None of those settings affected the symptom of being able to connect to HTTPS sites on the server from within, but not outside of, China.
Research
I ran most additional tests from a computer in New York.
- with
telnet
, we are able to connect to the server on port 443, ruling out a straightforward network firewall rule based on TCP port. - with
traceroute
, we see timeouts once the request gets into China, but nothing crazy -- and as usual, plain text HTTP works normally from anywhere. - with
nslookup
, the resolution and name servers are right where they should be tcpdump -vv -i any host x.x.x.x and port 443
gave a reasonably interesting packet capture: it shows the RST packets showing up after the TLS handshake / Client Hello, in lieu of cipher negotiation or any payload: screenshot from Wireshark view of pcap file obtained through tcpdump, with server IP removed- (edited to add:) Packet capture on the server shows similar patterns: RST packets received -- ostensibly from the client -- immediately after the TLS handshake and Client Hello.
When I enabled CloudFlare on the domain to proxy DNS and terminate SSL (i.e. to have the origin server in China serve to CloudFlare via plain HTTP on port 80, but use CloudFlare's shared SSL to the clients (aka "Flexible" SSL in CloudFlare's plan)), the symptoms were reversed -- only clients external to China would see the HTTPS sites, while clients within China, including the local server, would see a connection reset at the HTTPS URL.

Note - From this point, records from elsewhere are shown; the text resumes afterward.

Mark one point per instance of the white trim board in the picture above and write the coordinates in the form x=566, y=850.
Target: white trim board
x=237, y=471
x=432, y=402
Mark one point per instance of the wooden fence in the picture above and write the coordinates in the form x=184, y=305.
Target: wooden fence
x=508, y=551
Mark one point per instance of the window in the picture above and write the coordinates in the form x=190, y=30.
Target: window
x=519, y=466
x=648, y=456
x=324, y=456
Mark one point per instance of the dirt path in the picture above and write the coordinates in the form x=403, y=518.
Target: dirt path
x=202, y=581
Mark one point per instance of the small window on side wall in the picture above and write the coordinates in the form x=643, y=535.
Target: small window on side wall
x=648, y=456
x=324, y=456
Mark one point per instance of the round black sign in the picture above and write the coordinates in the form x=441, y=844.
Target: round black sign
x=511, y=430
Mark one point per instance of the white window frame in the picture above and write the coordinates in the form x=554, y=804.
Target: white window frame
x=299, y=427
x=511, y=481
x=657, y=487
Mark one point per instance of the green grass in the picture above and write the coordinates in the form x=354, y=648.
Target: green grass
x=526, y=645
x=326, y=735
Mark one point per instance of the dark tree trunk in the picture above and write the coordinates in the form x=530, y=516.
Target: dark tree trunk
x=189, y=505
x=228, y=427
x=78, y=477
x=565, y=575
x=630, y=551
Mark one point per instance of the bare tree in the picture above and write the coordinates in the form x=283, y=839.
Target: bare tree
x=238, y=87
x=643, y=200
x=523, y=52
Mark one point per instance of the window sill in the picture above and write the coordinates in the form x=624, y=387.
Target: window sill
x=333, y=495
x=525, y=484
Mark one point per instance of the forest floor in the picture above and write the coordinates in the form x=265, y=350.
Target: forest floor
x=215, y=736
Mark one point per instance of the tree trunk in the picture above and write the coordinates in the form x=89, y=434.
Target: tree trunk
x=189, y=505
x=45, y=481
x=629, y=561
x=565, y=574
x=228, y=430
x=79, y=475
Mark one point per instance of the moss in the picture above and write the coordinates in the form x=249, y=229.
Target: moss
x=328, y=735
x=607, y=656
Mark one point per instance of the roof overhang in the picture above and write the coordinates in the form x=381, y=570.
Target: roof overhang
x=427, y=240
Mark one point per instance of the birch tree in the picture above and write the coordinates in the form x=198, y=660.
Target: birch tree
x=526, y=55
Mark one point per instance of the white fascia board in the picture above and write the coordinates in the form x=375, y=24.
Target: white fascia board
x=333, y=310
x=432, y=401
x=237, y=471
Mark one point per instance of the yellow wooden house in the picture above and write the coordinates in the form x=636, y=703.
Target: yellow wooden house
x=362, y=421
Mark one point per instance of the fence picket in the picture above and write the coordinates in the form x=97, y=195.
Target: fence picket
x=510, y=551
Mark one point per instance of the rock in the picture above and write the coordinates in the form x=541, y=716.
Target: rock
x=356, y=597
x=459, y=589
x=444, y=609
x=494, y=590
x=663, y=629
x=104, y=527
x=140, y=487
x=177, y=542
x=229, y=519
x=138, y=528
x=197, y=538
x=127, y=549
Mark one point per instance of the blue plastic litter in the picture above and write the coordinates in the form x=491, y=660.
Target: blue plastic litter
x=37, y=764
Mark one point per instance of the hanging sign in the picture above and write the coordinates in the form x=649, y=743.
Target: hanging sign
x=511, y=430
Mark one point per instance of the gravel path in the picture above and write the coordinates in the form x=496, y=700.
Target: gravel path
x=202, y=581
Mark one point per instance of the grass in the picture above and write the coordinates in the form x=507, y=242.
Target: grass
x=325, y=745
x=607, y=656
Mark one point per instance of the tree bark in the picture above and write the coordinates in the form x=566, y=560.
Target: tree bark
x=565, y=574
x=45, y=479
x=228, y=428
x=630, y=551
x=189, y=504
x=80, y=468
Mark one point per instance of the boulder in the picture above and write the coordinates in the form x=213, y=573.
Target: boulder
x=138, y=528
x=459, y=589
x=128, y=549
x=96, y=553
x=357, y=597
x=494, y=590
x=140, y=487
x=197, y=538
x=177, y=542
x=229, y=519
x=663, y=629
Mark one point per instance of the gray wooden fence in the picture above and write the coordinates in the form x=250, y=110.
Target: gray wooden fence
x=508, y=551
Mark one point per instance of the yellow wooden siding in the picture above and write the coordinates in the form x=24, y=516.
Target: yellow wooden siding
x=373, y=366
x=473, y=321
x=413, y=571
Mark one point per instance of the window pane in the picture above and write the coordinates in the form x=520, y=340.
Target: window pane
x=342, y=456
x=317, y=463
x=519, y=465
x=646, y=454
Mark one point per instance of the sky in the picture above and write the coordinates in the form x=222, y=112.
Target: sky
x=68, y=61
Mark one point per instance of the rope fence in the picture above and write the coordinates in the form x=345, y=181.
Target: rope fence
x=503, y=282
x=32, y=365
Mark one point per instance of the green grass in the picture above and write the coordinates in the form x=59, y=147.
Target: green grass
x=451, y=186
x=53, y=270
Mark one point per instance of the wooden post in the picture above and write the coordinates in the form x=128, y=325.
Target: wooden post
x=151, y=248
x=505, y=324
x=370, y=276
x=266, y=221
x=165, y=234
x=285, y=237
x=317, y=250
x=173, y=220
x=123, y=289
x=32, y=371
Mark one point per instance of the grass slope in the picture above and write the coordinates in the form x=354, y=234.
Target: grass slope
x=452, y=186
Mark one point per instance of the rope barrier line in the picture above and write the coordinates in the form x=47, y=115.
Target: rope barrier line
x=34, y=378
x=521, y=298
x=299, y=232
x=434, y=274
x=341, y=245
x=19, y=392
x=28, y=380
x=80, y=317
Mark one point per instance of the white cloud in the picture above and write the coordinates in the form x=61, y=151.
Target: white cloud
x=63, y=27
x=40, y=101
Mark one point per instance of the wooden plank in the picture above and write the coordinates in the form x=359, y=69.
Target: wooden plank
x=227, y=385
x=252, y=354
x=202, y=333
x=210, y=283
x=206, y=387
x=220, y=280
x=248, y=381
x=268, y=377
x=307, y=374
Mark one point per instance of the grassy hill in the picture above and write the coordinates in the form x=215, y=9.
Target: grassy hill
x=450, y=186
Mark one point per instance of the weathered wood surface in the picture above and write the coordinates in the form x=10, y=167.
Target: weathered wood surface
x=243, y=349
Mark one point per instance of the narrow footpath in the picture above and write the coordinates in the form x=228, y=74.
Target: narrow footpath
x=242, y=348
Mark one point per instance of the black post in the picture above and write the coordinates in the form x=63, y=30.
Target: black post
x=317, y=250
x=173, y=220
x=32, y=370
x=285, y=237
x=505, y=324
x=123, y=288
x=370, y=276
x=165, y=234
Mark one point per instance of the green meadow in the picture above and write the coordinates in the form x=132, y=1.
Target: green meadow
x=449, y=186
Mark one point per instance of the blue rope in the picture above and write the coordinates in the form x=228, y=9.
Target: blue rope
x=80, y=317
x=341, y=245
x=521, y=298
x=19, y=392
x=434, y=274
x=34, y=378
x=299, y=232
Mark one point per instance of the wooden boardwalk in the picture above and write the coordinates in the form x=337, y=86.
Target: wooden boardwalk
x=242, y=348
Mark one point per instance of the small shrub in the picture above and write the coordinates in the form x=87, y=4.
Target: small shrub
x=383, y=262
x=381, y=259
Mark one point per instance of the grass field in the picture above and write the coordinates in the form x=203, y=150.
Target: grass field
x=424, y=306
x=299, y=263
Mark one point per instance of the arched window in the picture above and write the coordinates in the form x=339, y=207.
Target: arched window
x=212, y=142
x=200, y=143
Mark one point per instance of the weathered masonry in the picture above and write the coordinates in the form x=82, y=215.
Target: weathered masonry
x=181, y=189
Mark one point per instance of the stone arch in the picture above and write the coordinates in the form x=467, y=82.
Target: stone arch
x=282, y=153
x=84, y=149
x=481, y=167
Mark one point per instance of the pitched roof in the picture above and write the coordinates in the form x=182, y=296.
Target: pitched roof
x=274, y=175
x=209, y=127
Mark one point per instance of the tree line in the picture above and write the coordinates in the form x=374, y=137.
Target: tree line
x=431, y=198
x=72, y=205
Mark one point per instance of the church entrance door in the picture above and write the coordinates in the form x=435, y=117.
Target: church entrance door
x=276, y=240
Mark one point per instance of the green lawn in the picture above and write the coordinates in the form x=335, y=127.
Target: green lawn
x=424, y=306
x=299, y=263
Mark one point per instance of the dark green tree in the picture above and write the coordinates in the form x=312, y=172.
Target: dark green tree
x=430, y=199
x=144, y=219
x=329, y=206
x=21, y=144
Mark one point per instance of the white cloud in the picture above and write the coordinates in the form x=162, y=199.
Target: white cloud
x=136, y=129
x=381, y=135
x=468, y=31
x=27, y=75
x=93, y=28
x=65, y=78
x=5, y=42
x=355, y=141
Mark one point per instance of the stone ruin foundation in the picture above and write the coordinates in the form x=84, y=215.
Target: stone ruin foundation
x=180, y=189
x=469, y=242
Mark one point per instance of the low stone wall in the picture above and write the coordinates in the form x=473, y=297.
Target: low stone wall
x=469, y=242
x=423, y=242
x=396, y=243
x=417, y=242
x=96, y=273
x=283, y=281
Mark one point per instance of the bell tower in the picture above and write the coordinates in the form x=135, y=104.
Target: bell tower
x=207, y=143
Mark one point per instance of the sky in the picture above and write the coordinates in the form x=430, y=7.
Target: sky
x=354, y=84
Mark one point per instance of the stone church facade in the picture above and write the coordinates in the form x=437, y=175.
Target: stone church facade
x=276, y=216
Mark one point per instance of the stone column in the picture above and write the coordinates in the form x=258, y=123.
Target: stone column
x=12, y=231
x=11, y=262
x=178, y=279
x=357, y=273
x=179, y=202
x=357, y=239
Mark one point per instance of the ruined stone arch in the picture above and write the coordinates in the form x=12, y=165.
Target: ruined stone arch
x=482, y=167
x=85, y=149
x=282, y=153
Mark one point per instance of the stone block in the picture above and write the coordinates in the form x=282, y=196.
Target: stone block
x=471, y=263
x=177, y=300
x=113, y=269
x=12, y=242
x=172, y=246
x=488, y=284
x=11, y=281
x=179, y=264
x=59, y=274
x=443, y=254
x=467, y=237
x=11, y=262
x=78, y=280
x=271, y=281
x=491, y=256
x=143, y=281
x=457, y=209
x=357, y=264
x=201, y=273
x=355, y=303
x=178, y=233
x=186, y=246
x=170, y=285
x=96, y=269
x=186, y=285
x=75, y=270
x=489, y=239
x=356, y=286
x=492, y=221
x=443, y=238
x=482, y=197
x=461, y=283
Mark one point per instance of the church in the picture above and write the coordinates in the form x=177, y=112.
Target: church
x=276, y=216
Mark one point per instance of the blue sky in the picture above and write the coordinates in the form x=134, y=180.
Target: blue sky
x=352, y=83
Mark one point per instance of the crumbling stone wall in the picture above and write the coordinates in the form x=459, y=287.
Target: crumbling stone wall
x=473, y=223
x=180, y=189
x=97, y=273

We have a .CN domain pointed to the same IIS server as the example.com subdomains. When visiting via that domain -- e.g. https://example.cn/ -- the connection loads as expected (you must accept that the SSL cert in use is the wildcard for *.example.com, and then you can load the site with a warning). The RST packets also don't appear in packet captures. For the record, the .CN domain gives nearly identical results in nslookup
, traceroute
, etc.
Concluding Questions
To me, it looks like the so-called "Great Firewall" is at work, i.e. forging and injecting RST packets to this connection. The RST packets don't follow the exact same patterns described in Weaver et al or Clayton et al, but they are pretty close in each case. Does this make sense? If so, is there any other test we could do to conclusively show that this is the case? (edited for question clarity)
I don't have access to the cloud "dashboard" for hosting for this machine, but a colleague is checking on that, in case there's some network-level issue we could address that way. Anything we should check for, in particular, there?
We do have an ICP number that can be applied if needed, for our .CN domain. (edited for clarity)
Obviously we'd like to be able to serve our sites at their .COM domains, to visitors both within and outside China, over HTTPS, from our existing server, using our wildcard cert, as we did before. What should we do?